An interactive session with Praxis Institute of Participatory Practices, India on “Understanding and Adopting Participatory Practices” demonstrated tools and methods for making communities inclusive of conservation goals to highlight the importance of listening to local communities. Chitranjan Kaushik and Pragyan Kalita from Ecofirst Services Limited, India presented their thoughts on driving the creation of sustainable communities by developing and delivering India specific solutions.

Professor Nellie Ahmed Tanweer spoke about “nature as our classroom” as a driving force of initiatives for Marias Public School, Guwahati, which is the first to send its students to the UN Conferences to present on conservation and to have an Eco-Club “Srishti” to foster conservation awareness and education. Biswajit De, Creative Director of the school added, “We started introducing the concept of citizen science to our students. We took them to the forest, introduced them to the Nature and made them aware of their responsibilities towards it. We introduce them with technologies and tools like GIS, ICT during nature treks and field trips”. He also spoke about partnering with schools in rural villages and cities to imbibe in minds of every school to become organized tasks force.

Jatin Bavishi, APPL Foundation, India shared his views on how small tea farms of Udalguri district can envisage making itself a part of a smart rural future. Mike Korchinsky, Wildlife Works, U.S.A, chaired the session on Rural Futures: Transformation of Tea. The panellists for the 2 session were Ketan Patel, Jalinga Tea Estate, India; Conrad Dennis, APPL, India; Disha Barooah, Haroocharai Tea Estate, India and Lisa Mills, University of Montana, USA.

Disha Barooah spoke about the role of storytelling for carrying forward the legacy of Assam Tea. Lisa Mills, University of Montana, who works toward protecting Asian Elephants said that “tea plantations have traditionally not been elephant friendly, as they pose a lot of obstacles to the animals” but through innovative solutions such as Elephant Friendly Certification, we can drive change in the tea industry as a landscape conservation goal. “Tea gardens attract these pachyderms and at Hathikuli we have been able to exemplify human elephant coexistence”-said Conrad Dennis, APPL, India

A session on developing clean renewable energy based on sustainable management practices was led by Richard Leitch, UK and Prokash Datta, India. Dr. Kamal Bawa, ATREE, was present at the Forum for the ‘Launch of Application – Orchids of Eastern Himalayas’. The app is a one of a kind digital knowledge platform on orchids in the Eastern Himalayas that documents information on orchids.

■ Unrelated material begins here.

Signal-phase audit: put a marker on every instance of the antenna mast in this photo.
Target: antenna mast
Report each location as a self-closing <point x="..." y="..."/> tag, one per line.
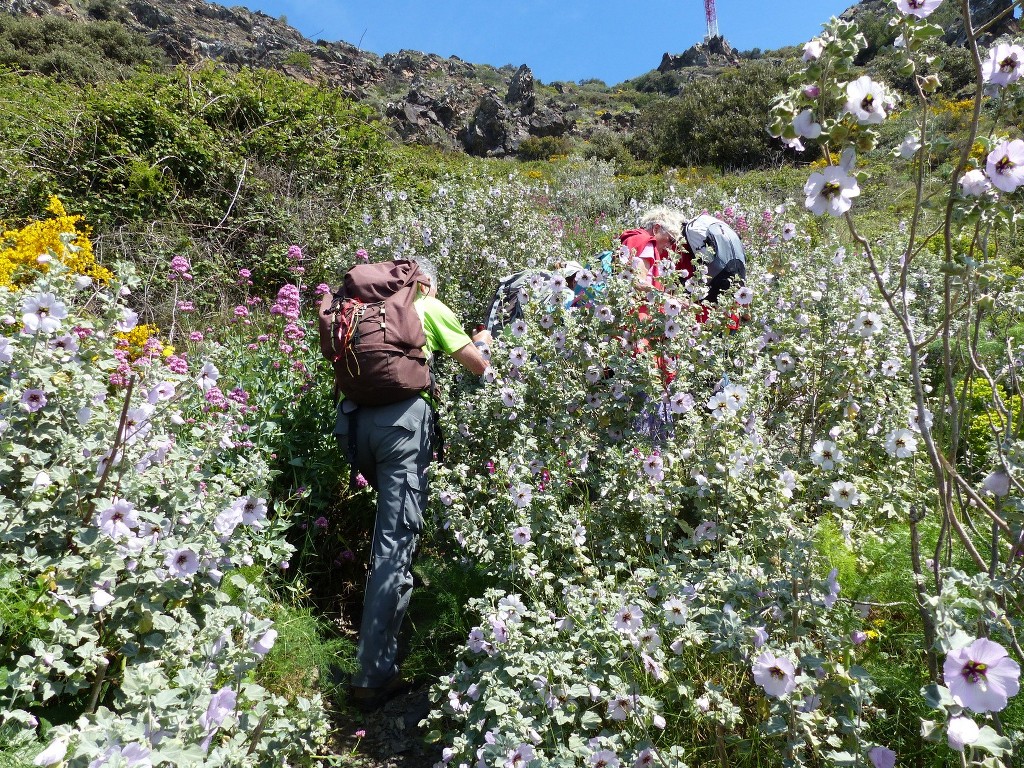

The first part of the day ended with concluding remarks by Balipara Foundation highlighting resolutions and outcomes of the two day conference - 1) Shifting mindsets towards a localized, organic and decentralised economy, 2)Community ownership and decision making is crucial for achieving conservation goals, 3) Empowering women in communities to drive these changes through education, awareness and financial independence, 4) Conservation must impact both communities and biodiversity positively, 5) Cross-border partnerships to strengthen forest fringe communities and empower alternative livelihoods, 6) Changing narratives towards broader focus on the kinds of stories we tell about wildlife, conservation, communities and heritage, 7) Implementing the idea of Universal Basic Income for socio-economic quality.

The Event was followed by the Balipara Foundation Awards for applauding 16 new Earth Heroes who put into action innovative solutions for ecological restoration and inspired others.